Dhis2 Server Downtime

lnfregos · 5 February 2021 14:53

Hello All,

We are experiencing dhis2 downtime on dhis2 v2.33.5 (and in the past v2.33.4).

Each time this happens, we see a CPU spike, on our separate AWS RDS instance, maxing it out to 100% and making it unresponsive for several hours. This happened five times since July 2020. Twice the system restored itself, otherwise we had to restart the RDS instance. We cannot see a pattern shared between each downtime occurance, or understand the reason the system went down.

The most recent downtime occurance, we see the following in the log right before dhis2 went down:

INFO 2021-01-29 12:00:00,000 ‘system-process’ update org.hisp.dhis.scheduling.JobConfiguration, name: Remove expired reserved values, uid: uwWCT2BMmlq (AuditLogUtil.java [taskScheduler-10])
INFO 2021-01-29 12:00:00,010 ‘system-process’ update org.hisp.dhis.scheduling.JobConfiguration, name: Remove expired reserved values, uid: uwWCT2BMmlq (AuditLogUtil.java [taskScheduler-10])

It seems that the job ‘Remove Expired Reserved Values’ could be the issue, but this job runs every hour, and we do not have tracked entity attributes configured to generate reserved values.

Has anyone else experienced dhis2 downtime? What was the issue you faced? Was there a solution, or workaround? @Scott has this come up before?

Many Thanks,
Lauren

Mohammad_Ullah · 6 February 2021 17:34

Hi Lauren,

We had similar issue in one of our instances. As a workaround we have increased the CPU core from 2 to 4 for that server where three other instance (medium sized) is running. Don’t know the exact cause so far, still digging the log.

Also we recommend our users to run data integrity check, import/export, large pivot table generation and other heavy resource consumption activities either early morning or at end of the day.

Edward_Robinson · 8 February 2021 09:53

Are you able to ssh into the server and run the top command to see what the offending process name is? I am guessing it’s the java executable as I’ve often seen this behavior in Java apps. If it is, what is the output of java --version ?

Mohammad_Ullah · 11 February 2021 13:01

Hi Edward,

Yes its the java process which occupying the CPU. We are using the following version,

Tomcat Server number: 8.5.30.0
OS Name: Linux
OS Version: 5.4.95
Architecture: amd64
JVM Version: 1.8.0_171-8u171-b11-1~deb9u1-b11

After upgrading the CPU core, it seems to be more stable now.

lnfregos · 11 February 2021 19:34

Hello both,

Thank you for the replies.

@Mohammad_Ullah we have a separate AWS RDS instance with PostgreSQL, which should be sufficient for our activities.

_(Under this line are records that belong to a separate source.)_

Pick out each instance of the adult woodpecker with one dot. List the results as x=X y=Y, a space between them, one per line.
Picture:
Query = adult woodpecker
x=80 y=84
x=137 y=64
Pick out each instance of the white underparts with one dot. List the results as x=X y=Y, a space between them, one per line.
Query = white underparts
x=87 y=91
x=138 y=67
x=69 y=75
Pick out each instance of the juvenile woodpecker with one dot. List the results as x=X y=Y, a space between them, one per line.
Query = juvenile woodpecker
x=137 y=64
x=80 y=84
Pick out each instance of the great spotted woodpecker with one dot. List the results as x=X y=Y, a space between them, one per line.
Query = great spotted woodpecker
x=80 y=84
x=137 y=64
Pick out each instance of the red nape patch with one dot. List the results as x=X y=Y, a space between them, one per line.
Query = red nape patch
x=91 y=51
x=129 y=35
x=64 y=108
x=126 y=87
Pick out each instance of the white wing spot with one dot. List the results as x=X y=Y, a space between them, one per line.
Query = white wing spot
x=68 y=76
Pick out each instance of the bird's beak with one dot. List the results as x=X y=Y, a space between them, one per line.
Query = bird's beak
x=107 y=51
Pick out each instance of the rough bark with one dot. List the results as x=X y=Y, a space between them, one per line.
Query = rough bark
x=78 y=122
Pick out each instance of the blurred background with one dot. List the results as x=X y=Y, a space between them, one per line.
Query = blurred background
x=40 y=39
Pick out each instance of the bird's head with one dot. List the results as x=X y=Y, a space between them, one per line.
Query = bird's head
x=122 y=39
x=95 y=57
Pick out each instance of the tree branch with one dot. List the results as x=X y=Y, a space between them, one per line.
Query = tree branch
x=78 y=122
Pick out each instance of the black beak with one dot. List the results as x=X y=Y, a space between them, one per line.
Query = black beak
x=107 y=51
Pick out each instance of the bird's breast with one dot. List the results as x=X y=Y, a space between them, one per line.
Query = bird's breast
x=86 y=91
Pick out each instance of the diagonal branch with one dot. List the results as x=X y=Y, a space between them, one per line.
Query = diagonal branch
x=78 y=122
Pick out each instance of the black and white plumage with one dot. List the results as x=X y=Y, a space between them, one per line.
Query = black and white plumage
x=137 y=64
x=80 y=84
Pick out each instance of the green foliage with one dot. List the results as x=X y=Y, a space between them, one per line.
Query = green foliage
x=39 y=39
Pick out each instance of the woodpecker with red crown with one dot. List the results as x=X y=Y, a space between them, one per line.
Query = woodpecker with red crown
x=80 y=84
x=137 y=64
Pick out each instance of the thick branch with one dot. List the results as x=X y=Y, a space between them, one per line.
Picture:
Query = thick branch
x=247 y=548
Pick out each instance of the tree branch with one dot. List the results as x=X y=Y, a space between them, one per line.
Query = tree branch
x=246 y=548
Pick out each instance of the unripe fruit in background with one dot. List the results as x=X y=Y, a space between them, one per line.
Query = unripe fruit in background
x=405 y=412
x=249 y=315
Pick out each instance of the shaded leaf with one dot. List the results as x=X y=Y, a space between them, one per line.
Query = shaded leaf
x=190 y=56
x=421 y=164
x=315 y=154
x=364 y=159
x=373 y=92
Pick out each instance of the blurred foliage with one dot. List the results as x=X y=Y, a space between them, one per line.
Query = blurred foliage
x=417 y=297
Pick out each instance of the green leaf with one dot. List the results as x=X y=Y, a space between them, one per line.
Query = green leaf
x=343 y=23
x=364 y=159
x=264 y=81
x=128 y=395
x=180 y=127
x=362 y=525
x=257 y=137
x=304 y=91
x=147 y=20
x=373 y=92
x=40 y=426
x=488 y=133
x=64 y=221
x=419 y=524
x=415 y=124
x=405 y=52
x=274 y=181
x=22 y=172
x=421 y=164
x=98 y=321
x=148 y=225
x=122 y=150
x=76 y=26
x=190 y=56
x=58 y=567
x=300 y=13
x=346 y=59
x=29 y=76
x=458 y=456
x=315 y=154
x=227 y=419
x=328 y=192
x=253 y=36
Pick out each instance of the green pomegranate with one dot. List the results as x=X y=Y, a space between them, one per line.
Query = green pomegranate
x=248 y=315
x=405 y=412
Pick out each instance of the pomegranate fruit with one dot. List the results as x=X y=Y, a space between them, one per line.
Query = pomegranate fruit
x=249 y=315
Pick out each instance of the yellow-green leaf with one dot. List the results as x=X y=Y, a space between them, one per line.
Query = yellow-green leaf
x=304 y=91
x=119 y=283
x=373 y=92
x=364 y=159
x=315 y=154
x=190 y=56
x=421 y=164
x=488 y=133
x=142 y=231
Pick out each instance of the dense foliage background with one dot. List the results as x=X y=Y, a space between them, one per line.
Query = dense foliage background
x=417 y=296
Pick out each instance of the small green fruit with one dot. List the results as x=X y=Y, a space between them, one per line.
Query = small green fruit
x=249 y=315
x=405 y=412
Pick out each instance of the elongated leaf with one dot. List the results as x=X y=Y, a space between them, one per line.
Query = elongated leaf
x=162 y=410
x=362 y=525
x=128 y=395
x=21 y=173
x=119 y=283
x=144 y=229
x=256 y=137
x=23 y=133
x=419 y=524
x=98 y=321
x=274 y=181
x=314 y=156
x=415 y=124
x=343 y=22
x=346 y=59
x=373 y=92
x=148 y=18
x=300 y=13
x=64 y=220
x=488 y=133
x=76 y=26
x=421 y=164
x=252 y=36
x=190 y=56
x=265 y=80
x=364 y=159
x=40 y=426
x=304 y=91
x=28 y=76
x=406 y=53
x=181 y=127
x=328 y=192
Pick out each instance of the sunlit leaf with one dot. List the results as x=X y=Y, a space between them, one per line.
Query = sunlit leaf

@Edward_Robinson we are not able to ssh into our server, but we do have monitoring tools that inform us about the activity. None have been able to identify the cause of the CPU spike to 100%.

Edward_Robinson · 22 February 2021 10:17

Apologies for the late response, I’ve been out of action after eye surgery and am back at work today. If the issue persists, check your JVM environment settings including:
Xms
Xmx
Also, how much RAM is available on the machine? How much is available to services such as PostgreSQL, Tomcat?
Are there other Java apps running on this server (e.g. monitoring tools)?